Surgical Interventions

Surgical interventions would be performed after the rupture of the ectopic pregnancy to ensure that the reproductive system would still be functional and no complications would arise.

  • Laparoscopy. This will be performed to ligate the bleeding blood vessels and repair or remove the damaged fallopian tube.
  • Salpingectomy. This intervention would be performed if the fallopian tube is completely damaged.

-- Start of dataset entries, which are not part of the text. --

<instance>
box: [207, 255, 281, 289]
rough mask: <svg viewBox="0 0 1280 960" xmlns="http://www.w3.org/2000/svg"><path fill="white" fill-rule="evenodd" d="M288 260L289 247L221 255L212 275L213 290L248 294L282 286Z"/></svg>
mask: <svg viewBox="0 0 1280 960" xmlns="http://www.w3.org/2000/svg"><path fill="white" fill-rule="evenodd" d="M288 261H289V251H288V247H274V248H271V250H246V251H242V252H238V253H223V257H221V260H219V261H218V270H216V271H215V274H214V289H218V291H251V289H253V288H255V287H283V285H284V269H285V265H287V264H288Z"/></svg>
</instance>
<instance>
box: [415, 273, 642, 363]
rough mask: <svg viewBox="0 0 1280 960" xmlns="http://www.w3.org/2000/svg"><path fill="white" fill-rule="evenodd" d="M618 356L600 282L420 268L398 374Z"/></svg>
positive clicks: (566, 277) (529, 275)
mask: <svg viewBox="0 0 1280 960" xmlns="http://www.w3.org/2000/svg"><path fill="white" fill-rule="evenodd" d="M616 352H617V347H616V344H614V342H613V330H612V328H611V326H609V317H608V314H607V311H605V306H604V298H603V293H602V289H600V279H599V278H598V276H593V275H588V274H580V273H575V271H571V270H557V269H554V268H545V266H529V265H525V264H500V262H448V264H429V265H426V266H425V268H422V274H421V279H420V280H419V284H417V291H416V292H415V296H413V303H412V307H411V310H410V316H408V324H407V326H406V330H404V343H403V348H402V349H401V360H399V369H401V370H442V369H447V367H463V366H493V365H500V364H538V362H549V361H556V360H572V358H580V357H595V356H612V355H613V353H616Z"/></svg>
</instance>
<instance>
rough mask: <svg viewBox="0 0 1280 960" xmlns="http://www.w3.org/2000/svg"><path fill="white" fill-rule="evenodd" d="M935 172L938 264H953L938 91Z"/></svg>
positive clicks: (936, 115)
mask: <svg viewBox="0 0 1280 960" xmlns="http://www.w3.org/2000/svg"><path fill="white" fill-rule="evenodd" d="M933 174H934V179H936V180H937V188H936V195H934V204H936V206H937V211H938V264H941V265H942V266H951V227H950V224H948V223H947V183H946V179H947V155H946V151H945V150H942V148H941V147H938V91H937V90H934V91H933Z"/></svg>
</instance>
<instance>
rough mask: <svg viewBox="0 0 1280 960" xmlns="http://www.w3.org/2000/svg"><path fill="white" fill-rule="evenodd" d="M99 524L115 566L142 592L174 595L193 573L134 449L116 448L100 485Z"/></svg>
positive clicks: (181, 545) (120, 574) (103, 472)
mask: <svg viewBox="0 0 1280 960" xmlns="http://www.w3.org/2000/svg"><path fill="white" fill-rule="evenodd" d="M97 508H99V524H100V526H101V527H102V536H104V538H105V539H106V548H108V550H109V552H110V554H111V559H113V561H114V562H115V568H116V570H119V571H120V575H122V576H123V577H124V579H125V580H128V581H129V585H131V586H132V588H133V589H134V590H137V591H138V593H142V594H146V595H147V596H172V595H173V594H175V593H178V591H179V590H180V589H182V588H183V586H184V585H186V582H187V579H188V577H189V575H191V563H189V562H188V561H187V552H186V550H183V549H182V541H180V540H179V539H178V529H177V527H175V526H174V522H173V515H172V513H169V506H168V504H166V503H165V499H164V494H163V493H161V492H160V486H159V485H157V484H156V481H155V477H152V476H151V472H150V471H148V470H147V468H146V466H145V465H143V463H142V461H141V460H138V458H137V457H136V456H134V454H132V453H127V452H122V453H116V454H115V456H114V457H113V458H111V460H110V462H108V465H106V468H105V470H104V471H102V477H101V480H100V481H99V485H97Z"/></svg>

The affected tube would be removed and what would be left would be sutured appropriately.

Nursing Management

Nurses must also have their own function when it comes to ectopic pregnancy, even without a direct order from the physician.

Nursing Assessment

  • No unusual symptoms are usually present at the time of implantation of an ectopic pregnancy.
  • The usual signs of pregnancy would occur, such as a positive pregnancy test, nausea and vomiting, and amenorrhea.
  • At 6-12 weeks of pregnancy, the trophoblast would be large enough to rupture the fallopian tube.
  • Bleeding would follow, and it would depend on the number and size of the affected blood vessels the amount of bleeding that would occur.
  • Sharp, stabbing pain in the lower quadrant is likely to be felt by the woman once a rupture has occurred, followed by scant vaginal bleeding.
  • Upon arrival at the hospital, a woman who has a ruptured ectopic pregnancy might present signs of shock such as rapid, thread pulse, rapid respirations, and decreased blood pressure.
  • There would be a decreased hCg levels or progesterone levels that would indicate that the pregnancy has ended.

Nursing Diagnosis

Ectopic Pregnancy|Nursing Interventions

  • Upon arrival at the emergency room, place the woman flat in bed.
  • Assess the vital signs to establish baseline data and determine if the patient is under shock.
  • Maintain accurate intake and output to establish the patient’s renal function.

Evaluation

  • The goal of the evaluation is to ensure that maternal blood loss is replaced and the bleeding would stop.
  • The patient must maintain adequate fluid volume at a functional level as evidenced by normal urine output at 30-60mL/hr and a normal specific gravity between the ranges of 1.010 to 1.021.
  • Vital signs, especially the blood pressure and pulse rate, should be stable and within the normal range.
  • Patient must exhibit moist mucous membranes, good skin turgor, and adequate capillary refill.

Ectopic pregnancy is a menace for both the mother and the zygote. However much we want to save the zygote, it would be impossible because it has grown outside the usual site of implantation. The only thing that we could provide to the woman and their families is proper education about ectopic pregnancy and ways on how to prevent it from recurring.